Locale Names and LCID Deprecation

In the modern and managed worlds developers have been using Locale Names (a.k.a., IETF language tags, locale tags, language tags, culture tags, culture codes, BCP 47 tags, ll-cc, “en-US”, et cetera) for some time, but in other contexts LCIDs continue to be used. For those developers still using LCIDs, it is recommended to move to local names as they are more robust than LCIDs and can support many more markets.

What is a Locale?

A locale is a collection of features of the user’s environment that is dependent on language, country/region, and cultural conventions. The locale determines conventions such as sort order; keyboard layout; and date, time, number and currency formats.

What is an LCID?

Up until Windows Vista, each locale supported by Windows had a unique LCID identifier, a 32-bit value that consists of a language identifier and a sort order identifier. The locale identifier (LCID) was a Microsoft-proprietary numeric identifier for the locale, and before Windows Vista the LCID was used to identify installed operating system-defined locales. The NLS APIs in Windows support these predefined LCIDs.

As many applications do not care about the differences between sort identifiers, many developers see the LCID as synonomous with the lower 16 bit Language Identifier portion.

The Deprecation of LCIDs

LCIDS no longer provide a unique identifier for the locales recognized on Windows. With the restricted space of the LCID it is impossible to provide a unique identifier for each of the millions of language and region "locale" combinations that can be identified.

The deprecation of LCIDs began with Windows Vista, when APIs were added to recognize BCP 47 tags. Windows Vista also introduced custom locales, and those locales may not have an assigned LCID. Requests for LCIDs for those locales would use the LOCALE_CUSTOM_DEFAULT or LOCALE_CUSTOM_UNSPECIFIED identifiers. LOCALE_CUSTOM_DEFAULT if they locale happens to be the user default locale, otherwise LOCALE_CUSTOM_UNSPECIFIED.

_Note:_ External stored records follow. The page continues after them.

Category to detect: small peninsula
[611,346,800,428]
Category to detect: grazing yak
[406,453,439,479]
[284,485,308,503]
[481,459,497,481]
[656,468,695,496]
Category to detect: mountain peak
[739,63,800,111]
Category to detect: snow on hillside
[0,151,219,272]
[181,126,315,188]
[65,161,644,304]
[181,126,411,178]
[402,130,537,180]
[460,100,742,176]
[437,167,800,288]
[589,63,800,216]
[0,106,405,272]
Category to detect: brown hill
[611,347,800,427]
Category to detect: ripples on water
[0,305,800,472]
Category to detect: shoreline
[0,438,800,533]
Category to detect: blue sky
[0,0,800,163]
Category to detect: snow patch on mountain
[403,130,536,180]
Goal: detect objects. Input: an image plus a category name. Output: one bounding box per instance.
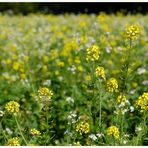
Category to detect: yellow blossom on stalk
[74,141,81,146]
[136,92,148,112]
[76,122,90,135]
[107,78,118,92]
[117,95,126,104]
[5,101,20,116]
[96,66,106,80]
[126,25,140,40]
[7,137,20,146]
[30,128,41,136]
[38,87,53,101]
[86,45,101,61]
[107,126,120,139]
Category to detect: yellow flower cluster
[7,137,20,146]
[117,95,127,104]
[86,45,101,61]
[30,128,41,136]
[126,25,140,40]
[96,66,106,80]
[5,101,20,116]
[136,92,148,112]
[76,122,90,135]
[38,87,53,102]
[107,78,118,92]
[107,126,120,138]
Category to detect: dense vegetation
[0,12,148,145]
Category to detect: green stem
[99,81,102,129]
[15,117,28,145]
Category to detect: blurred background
[0,2,148,15]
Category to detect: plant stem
[99,81,102,129]
[15,117,28,145]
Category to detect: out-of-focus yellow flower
[5,101,20,116]
[38,87,53,102]
[96,66,106,80]
[107,126,120,139]
[30,128,41,136]
[86,45,101,61]
[107,78,118,92]
[7,137,20,146]
[126,25,140,40]
[136,92,148,112]
[76,122,90,135]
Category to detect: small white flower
[88,134,97,141]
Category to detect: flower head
[74,141,81,146]
[30,128,41,136]
[96,66,106,80]
[5,101,20,116]
[38,87,53,102]
[136,92,148,112]
[86,45,100,61]
[117,95,127,104]
[107,78,118,92]
[76,122,90,135]
[126,25,140,40]
[107,126,120,138]
[7,137,20,146]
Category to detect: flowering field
[0,13,148,146]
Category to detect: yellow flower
[5,101,20,116]
[136,92,148,112]
[7,137,20,146]
[107,78,118,92]
[76,122,90,135]
[117,95,126,104]
[86,45,101,61]
[107,126,120,139]
[96,66,106,80]
[30,128,41,136]
[74,141,81,146]
[126,25,140,40]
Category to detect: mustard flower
[107,78,118,92]
[86,45,101,61]
[96,66,106,80]
[107,126,120,139]
[136,92,148,112]
[76,122,90,135]
[5,101,20,116]
[7,137,20,146]
[30,128,41,136]
[38,87,53,101]
[126,25,140,40]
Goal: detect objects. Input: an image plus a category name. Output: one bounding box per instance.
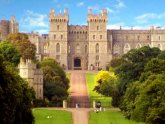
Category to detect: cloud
[20,10,49,32]
[88,5,101,12]
[107,22,151,30]
[77,2,84,7]
[135,13,165,24]
[106,7,115,13]
[115,0,126,9]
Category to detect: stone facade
[0,16,19,41]
[18,59,43,99]
[48,9,165,70]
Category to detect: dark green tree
[131,73,165,124]
[0,55,34,124]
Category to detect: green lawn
[33,109,73,124]
[86,73,112,107]
[89,110,144,124]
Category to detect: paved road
[70,71,89,108]
[70,71,89,124]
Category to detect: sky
[0,0,165,33]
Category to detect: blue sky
[0,0,165,33]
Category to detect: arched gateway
[74,57,82,70]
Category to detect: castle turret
[49,9,69,68]
[87,9,109,69]
[18,59,43,99]
[10,16,18,34]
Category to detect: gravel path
[70,71,89,124]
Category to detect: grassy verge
[33,109,73,124]
[89,110,144,124]
[86,73,112,107]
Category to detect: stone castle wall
[0,16,19,41]
[48,9,165,70]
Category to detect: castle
[0,9,165,70]
[0,16,18,41]
[47,9,165,70]
[18,59,43,99]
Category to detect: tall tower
[49,9,69,69]
[10,16,18,34]
[18,59,43,99]
[87,9,109,69]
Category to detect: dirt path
[70,71,89,124]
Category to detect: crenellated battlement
[49,9,69,22]
[87,9,108,22]
[68,25,88,33]
[19,58,36,69]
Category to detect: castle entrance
[74,58,81,70]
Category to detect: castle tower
[87,9,109,69]
[18,59,43,99]
[10,16,18,34]
[0,16,18,40]
[49,9,69,69]
[0,19,10,40]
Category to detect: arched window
[124,43,131,54]
[113,44,120,54]
[157,44,162,50]
[96,43,99,53]
[76,44,80,53]
[85,45,88,53]
[56,43,60,53]
[68,45,70,53]
[136,43,142,49]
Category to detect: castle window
[56,55,60,61]
[113,44,120,54]
[124,43,131,54]
[54,34,56,39]
[96,55,99,61]
[136,43,141,49]
[100,35,103,39]
[157,44,162,50]
[76,44,80,53]
[137,35,140,40]
[97,26,99,30]
[68,45,70,53]
[85,45,88,53]
[57,25,60,30]
[95,43,99,53]
[93,35,96,39]
[126,36,128,40]
[56,43,60,53]
[61,35,63,39]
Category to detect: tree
[158,50,165,59]
[115,46,161,107]
[8,33,36,61]
[94,71,117,96]
[131,73,165,124]
[41,59,69,105]
[0,55,34,124]
[0,41,21,66]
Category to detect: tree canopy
[0,55,34,124]
[109,46,165,124]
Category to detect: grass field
[33,109,73,124]
[86,73,112,107]
[89,110,144,124]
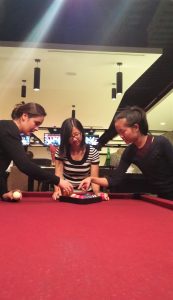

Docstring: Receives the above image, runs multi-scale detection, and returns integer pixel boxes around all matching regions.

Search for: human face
[19,114,44,135]
[115,118,140,144]
[69,127,82,145]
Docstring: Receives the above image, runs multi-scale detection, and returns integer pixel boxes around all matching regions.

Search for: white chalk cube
[13,191,22,200]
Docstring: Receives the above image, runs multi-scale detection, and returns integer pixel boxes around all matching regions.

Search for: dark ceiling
[0,0,173,145]
[0,0,173,48]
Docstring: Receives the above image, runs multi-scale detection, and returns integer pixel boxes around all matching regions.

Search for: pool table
[0,192,173,300]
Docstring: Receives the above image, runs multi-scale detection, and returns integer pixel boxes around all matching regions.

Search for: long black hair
[59,118,85,156]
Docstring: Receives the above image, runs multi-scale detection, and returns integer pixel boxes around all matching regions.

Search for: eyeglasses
[70,132,81,139]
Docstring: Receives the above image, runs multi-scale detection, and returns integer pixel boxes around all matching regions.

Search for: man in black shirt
[79,106,173,200]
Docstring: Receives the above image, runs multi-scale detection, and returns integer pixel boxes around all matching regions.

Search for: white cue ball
[13,191,22,200]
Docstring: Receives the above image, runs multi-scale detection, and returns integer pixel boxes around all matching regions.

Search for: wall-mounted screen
[44,133,61,146]
[85,135,99,146]
[20,133,30,146]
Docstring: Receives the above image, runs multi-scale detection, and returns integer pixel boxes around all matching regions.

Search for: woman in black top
[0,103,73,199]
[79,106,173,200]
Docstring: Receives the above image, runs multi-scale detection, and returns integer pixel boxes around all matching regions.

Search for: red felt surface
[0,193,173,300]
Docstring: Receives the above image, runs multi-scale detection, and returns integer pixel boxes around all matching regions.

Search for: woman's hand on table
[52,187,62,200]
[97,192,109,201]
[78,177,91,191]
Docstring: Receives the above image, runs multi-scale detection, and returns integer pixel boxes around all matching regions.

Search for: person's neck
[70,146,84,154]
[12,120,20,130]
[135,135,148,149]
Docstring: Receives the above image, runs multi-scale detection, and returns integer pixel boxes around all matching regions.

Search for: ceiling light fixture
[21,80,26,98]
[112,83,117,100]
[71,105,76,118]
[33,58,41,91]
[116,62,123,95]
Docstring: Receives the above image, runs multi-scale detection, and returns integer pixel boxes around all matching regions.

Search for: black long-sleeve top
[0,120,60,195]
[107,135,173,195]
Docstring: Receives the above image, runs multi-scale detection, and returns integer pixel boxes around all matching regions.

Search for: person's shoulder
[0,120,13,129]
[154,135,169,143]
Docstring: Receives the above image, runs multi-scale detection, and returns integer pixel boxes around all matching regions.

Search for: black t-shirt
[108,135,173,194]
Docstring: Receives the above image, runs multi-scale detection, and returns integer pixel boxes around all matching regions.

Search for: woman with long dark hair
[0,102,73,200]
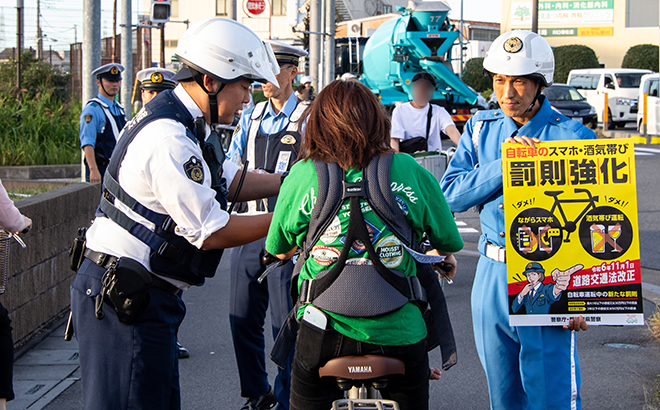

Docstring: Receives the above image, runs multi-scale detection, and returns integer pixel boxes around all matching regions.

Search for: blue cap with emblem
[266,40,308,67]
[92,63,124,81]
[135,67,177,91]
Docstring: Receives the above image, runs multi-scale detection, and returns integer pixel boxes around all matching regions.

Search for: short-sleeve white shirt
[390,102,454,151]
[87,85,239,289]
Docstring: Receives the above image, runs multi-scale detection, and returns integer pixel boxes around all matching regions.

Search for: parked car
[637,73,660,135]
[543,84,598,128]
[568,68,651,128]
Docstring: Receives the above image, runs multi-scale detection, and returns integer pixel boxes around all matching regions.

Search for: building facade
[502,0,660,71]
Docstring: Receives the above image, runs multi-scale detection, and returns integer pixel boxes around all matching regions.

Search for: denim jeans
[290,320,429,410]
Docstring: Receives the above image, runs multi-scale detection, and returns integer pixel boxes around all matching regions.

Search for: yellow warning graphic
[502,139,644,326]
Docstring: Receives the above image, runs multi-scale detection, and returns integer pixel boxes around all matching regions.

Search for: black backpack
[271,153,456,370]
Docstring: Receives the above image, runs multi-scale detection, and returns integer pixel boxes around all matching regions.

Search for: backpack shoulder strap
[362,153,417,249]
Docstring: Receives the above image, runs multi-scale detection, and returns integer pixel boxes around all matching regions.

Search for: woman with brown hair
[266,80,463,410]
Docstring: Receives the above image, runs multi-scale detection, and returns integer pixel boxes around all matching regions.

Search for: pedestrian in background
[390,71,461,154]
[0,181,32,410]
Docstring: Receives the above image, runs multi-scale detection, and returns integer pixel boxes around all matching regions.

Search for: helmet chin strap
[525,82,542,113]
[98,78,117,97]
[188,67,227,125]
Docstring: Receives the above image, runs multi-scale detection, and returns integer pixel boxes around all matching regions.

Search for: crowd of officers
[49,18,593,410]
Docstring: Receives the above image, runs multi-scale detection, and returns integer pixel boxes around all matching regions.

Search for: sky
[0,0,502,51]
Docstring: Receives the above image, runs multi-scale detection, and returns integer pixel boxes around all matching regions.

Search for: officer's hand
[564,316,589,332]
[429,367,442,380]
[89,169,101,184]
[504,135,541,148]
[16,215,32,234]
[520,283,534,298]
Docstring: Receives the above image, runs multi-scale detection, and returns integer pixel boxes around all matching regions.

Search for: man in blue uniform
[71,17,282,410]
[80,63,126,183]
[440,30,595,410]
[229,41,307,410]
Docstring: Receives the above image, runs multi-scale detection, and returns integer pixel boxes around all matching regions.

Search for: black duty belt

Prior to Windows 8, the Windows team would assign new LCID values for each new locale added to Windows. However, starting with Windows 8, Windows started adding new locales that do not have a unique pre-assigned LCID value to identify them. Those locales act much like the custom locales introduced in Vista, typically using LOCALE_CUSTOM_UNSPECIFIED.

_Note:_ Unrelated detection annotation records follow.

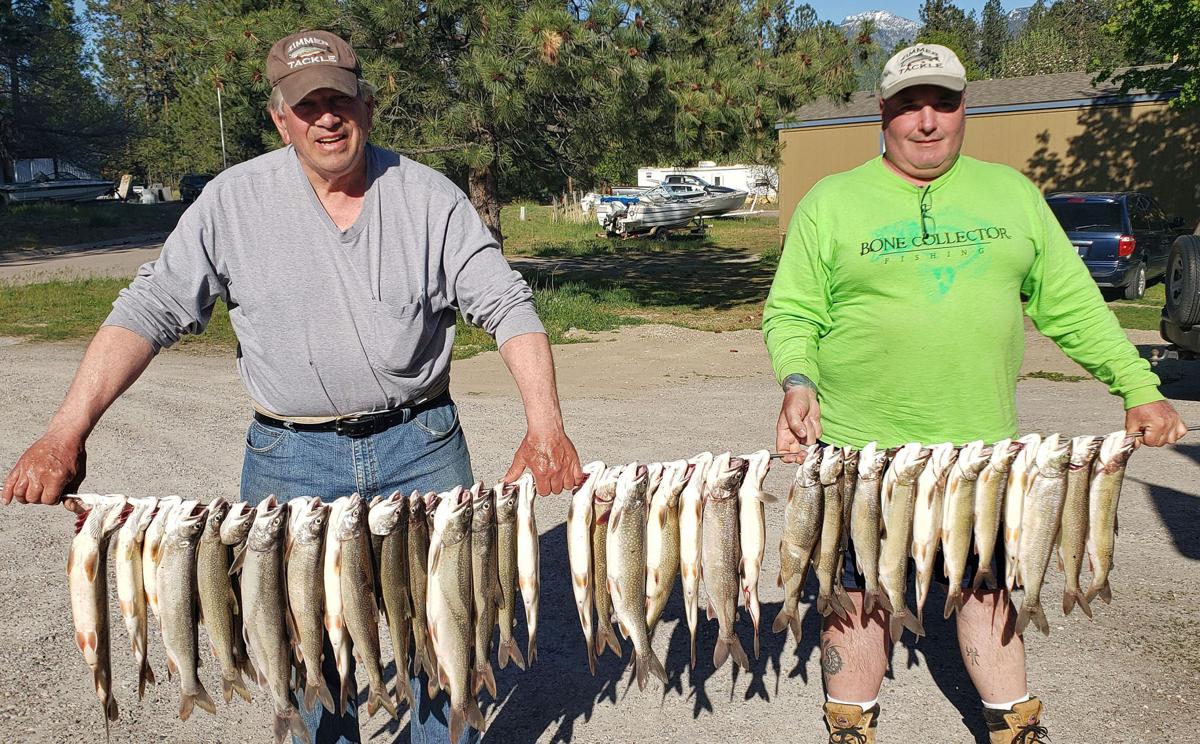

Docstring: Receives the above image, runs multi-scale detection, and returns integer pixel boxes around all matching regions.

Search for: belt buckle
[334,416,374,438]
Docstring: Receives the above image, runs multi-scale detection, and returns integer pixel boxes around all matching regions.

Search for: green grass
[0,200,186,256]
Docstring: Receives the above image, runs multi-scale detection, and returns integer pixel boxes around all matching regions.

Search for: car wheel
[1166,235,1200,326]
[1122,264,1146,300]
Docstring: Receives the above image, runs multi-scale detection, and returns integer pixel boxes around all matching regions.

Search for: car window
[1050,199,1124,233]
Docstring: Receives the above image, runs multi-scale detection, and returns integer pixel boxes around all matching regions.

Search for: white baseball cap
[880,44,967,98]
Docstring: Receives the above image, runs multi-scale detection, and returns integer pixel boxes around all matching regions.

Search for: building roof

Windows 8 also introduced the concept of a "transient LCID" for the LCID-challenged "no-LCID" locales that do not happen to have a preassigned LCID. For some locales, Windows 8 will attempt to generate a "transient LCID" from a pool of reserved LCIDs. Transient LCIDs are just there to satisfy the requirement that the API uses an LCID, but the actual Transient LCID value you will get at runtime is essentially meaningless. If you do anything with a Transient LCID, it will very likely cause data loss. There are only a handful of values reserved for use as Transient LCIDs, and there are far more Transient Locales than there are Transient LCIDs. The Transient LCIDs are handed out on a first-come-first-served basis when a user adds a Transient Locale to their Windows Language Profile. Because the Transient LCID could be re-assigned at any time (such as when the user changes their Language Profile), and because it can mean a different Locale for a different user and/or on a different system, that is why such LCIDs are called Transient.

In Windows 10, Windows NLS expanded upon the transient concept to be able to recognize any well formed BCP-47 locale name presented to it. Windows will then "construct" a locale from the best information available. Those all share the LOCALE_CUSTOM_UNSPECIFIED LCID, unless they happen to be transient and get a random LCID assigned to them. With Windows 10, over half of the in-box locales are "no-LCID" locales, and many millions more are possible with the generous constructed locale capability.